Père ancien, Charles Pennequin par Claude Minière
Fruit du Finnegans Joycien, du Pas moi de Samuel Beckett, des souples brusqueries de Christian Prigent ? Il existe bel et bien aujourd’hui dans la poésie française une nouvelle manière d’écrire : une sorte de coupure-suivie ou rupture-continue. Père ancien en offre un exemple affirmé.
« parce que c’est trop fort se dit arthur qu’est-ce que j’ai bien
pu foutre de ce cadavre moche arthur devait se débarrasser mais il
a rappliqué en murmurant ça cloche »
(« Et tout ça finit toujours en drame », l’un des dix-huit morceaux que recueille le volume, et qui sont issus de 23 années de publication).
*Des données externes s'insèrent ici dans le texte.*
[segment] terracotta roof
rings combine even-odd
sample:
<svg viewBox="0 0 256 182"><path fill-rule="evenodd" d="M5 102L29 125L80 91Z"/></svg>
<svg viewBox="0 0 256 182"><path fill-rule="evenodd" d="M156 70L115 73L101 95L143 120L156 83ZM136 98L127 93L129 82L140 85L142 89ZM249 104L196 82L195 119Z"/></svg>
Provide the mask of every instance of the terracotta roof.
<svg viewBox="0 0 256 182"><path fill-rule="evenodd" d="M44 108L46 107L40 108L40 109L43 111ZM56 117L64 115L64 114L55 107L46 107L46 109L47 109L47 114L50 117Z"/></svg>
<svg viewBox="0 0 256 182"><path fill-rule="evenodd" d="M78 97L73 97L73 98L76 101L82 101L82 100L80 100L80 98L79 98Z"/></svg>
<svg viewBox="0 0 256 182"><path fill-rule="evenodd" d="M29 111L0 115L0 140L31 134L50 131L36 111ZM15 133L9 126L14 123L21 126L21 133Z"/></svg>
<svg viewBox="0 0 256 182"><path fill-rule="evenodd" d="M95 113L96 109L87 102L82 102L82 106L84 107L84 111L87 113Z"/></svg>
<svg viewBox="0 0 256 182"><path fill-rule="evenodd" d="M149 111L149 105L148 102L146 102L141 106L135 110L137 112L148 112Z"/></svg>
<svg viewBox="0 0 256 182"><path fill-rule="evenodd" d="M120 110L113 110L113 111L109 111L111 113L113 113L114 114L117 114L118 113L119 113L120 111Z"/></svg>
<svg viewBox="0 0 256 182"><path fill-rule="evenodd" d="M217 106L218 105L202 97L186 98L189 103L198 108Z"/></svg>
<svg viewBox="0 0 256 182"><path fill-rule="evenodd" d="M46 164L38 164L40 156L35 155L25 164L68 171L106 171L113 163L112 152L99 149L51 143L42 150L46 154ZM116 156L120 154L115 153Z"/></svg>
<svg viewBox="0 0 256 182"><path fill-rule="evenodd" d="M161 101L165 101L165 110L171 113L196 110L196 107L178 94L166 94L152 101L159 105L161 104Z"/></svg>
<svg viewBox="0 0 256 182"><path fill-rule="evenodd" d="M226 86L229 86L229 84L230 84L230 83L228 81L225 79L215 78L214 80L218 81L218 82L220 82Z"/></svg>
Pennequin (prédestiné à la pointe, pen ?) excelle à nous placer dans le train des réminiscences et réflexions, train qui charrie changements de registres et de temporalités s’appelant les uns les autres. Le fond ? La famille souvent, la vie dure, la mort…L’angoisse aussi, dans une autre cadence cette fois, moins dans la saisie réaliste et plus dans la conduite modulée :
« Je crains
que perdre la main
qui écrit qu’est rien
le vent du cimetière la terre
qui tient entre mes doigts » (« Bine », 2003)
ou :
« Ici vide
entre deux
et les forces
à planter
l’étant d’où
y a plus rien
que la mer d’où
se rendre » (ibid.)
Mais aussi le ciel :
« ciel bleu l’air
en bas le bras
sied la braise
a plein d’âmes
ciel bleu signe
le rire dans la
rue la rumeur m’abuse
de plain-pied » (« Ciel bleu, 2019)
Donc, des sauts – ou des effondrements – de logique, qui déjouent la syntaxe programmatique, des « raccords » bizarres*. Et le corps qui s’y tient autrement, le corps qui épuise son départ, met ses voix dans la voie (monotonie plurielle), hors la tonalité de poésie classique. De plain-pied avec des cahots.
* Le cinéma et ses plans-raccord ont peut-être aujourd’hui préparé le lecteur à en accueillir la concaténation.